CAMBRIDGE — Nearly three decades before chef-owner Ana Sortun built her reputation in this space, the upscale restaurant known as Oleana was a gourmet vegetarian spot that hosted radical female performers like Andrea Dworkin and musician Alix Dobkin.
Called Bread and Roses Restaurant, in honor of the 1912 Lawrence textile strike led by women, the feminist cultural center was financed by stock shares sold to 100 women investors. The restaurant donated meals to the city’s domestic violence shelter every Sunday and attracted the curious, from travelers to anthropologist Margaret Mead, recalled Pat Hynes.

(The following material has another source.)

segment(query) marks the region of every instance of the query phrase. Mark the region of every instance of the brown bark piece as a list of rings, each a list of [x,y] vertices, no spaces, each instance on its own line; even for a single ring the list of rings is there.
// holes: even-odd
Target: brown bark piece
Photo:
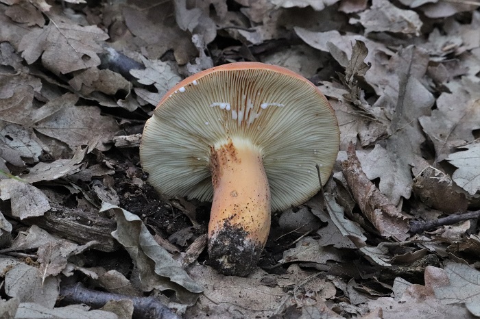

“It was thrilling,” Hynes, who was part of the venture, told a tour group about Mead’s visit. “A few anthropology majors were cooking in the kitchen and just nearly passed out. . . . And as I watched her, sort of wordless, I thought, it looks like we may be the next unique subject for her next book.”
Hynes was one of several women who turned a walking tour of Inman Square into a spontaneous oral history project. Nearly 30 people, including six men, had gathered along Hampshire Street on a recent evening for a rush-hour stroll, to hear the stories behind familiar buildings as the sun dipped and bicyclists whizzed by. Tour guide Kimm Topping is the women’s commission researcher who developed the program, working with the Cambridge Historical Commission. The tour will remain available online through the database of the Cambridge Women’s Heritage Project.
Though the guided tours have ended for the season, the map is online for self-guided strolls, along with rich historical context. The commission plans to branch out into other neighborhoods of the city next year.
Cambridge was one of many places where second-wave feminism was finding its roots in the 1970s, and this stretch of Hampshire Street was a hub of activity. Here, the Women’s Community Health Center, which provided abortions and gynecological services, was “conceived in 1973, the same year of the landmark Supreme Court decision affirming a woman’s right to an abortion,” according to the guide notes. Since organizers believed health care should be not be a for-profit venture, they got funding support from the community, including performances by singers and poets, a grant from the Boston Women’s Health Book Collective (which authored “Our Bodies, Ourselves”), and even the public sale of speculums (yes, the kind used in vaginal exams).
Here, New Words Bookstore featured feminist and hard-to-find children’s books, lesbian fiction, books on domestic violence; and readings by authors from Kitchen Table: Women of Color Press. The stretch also featured Goddard-Cambridge Graduate Program in Social Change, an extension of the parent program of Goddard College in Vermont, which in 1970 hosted its first women’s history “ovular” — the school’s feminist rephrasing of the term, “seminar.” An ovular on lesbian culture in 1976 caused such a stir that the school was accused of trying to indoctrinate students as lesbians and Marxists.
The space now known as Beauty’s Pizza used to be the Child Care Resource Center, which helped find and research affordable day care options, the precursor to the state’s system for subsidized care vouchers.
The Women’s Law Collective — a legal commune run entirely by women — raised awareness about women’s legal issues and helped draft the law that allowed domestic violence survivors to get restraining orders and support.
And the Massachusetts Feminist Federal Credit Union opened in 1975, following the passage of the Equal Credit Opportunity Act, and Topping explained the significance: “Before 1974, women couldn’t take out loans without a husband cosigning.”
The tour was a stroll down memory lane for women like Patty Nolan, a Cambridge School Committee member and candidate for City Council, who remembered meetings of her college feminist group at Bread and Roses and discovering early works on intersectionality at New Words.
And it was a history lesson brought to life for students who got extra credit for attending. Brooke Bonar, 20, a Suffolk University student with a minor in gender studies, couldn’t quite believe she was hearing directly from 1970s Cambridge feminists.
“The ’70s,” she said, “seem so long ago to me.”